The practice of Intensive care is part of the responsibilities of a trained and qualified anaesthesiologist. From the beginning of Intensive care, it has been Anaesthesiologists, who have taken up the care of the critically ill patient. This is because the practice of critical care is most of the time an extension of anaesthesia, particularly when it concerns the high risk surgical patient, cardiac surgical patient and neuro surgical patient.
This has been the practice in Sri Lanka as well. Over 70% of the 93 ICUs in Sri Lanka are managed by Anaesthesiologists. However with Intensive care being recognised as a separate specialty in the UK and Europe and with Sri Lanka closely following the U.K. model, I am pleased that Board of study in Anaesthesiology, the PGIM and the College, have adopted those changes to Sri Lanka and were able to embark on a similar programme just one year after the U.K. commenced their programme.

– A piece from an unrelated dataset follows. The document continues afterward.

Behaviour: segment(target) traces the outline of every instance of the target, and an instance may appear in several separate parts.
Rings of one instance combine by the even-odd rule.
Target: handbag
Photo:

The programme will allow those who have completed the MD in Anaesthesiology or Medicine to be further trained in Intensive Care, and be board certified as Intensivists. The programme has gained international recognition and our trainees have been accepted at prestigious hospitals in the U.K. for their training. As Intensive Care has been recognised as a separate specialty, there cannot be any compromises on the quality and the duration of training. The College of Anaesthesiologists and Intensivists as well as the board of study are very particular on this .
The Faculty of Critical Care, therefore has a crucial role to play in this transitional phase, where Sri Lanka is in the process of producing specialists in Intensive Care. The commencement of the FACCT.course (Fundamental Applications in Critical Care Therapy) the first of its kind in Sri Lanka, the preparation of guidelines, monitoring of standards in the ICUs in the country are some of the projects the faculty of critical care are involved in.
It is my belief that with the specialty of Intensive care developing in the country in parallel to the UK and Europe the faculty of critical care will have a major role in the development and sustenance of the specialty. I wish the Faculty of Critical Care Medicine of the College of Anaesthesiologists and Intensivists of Sri Lanka all success.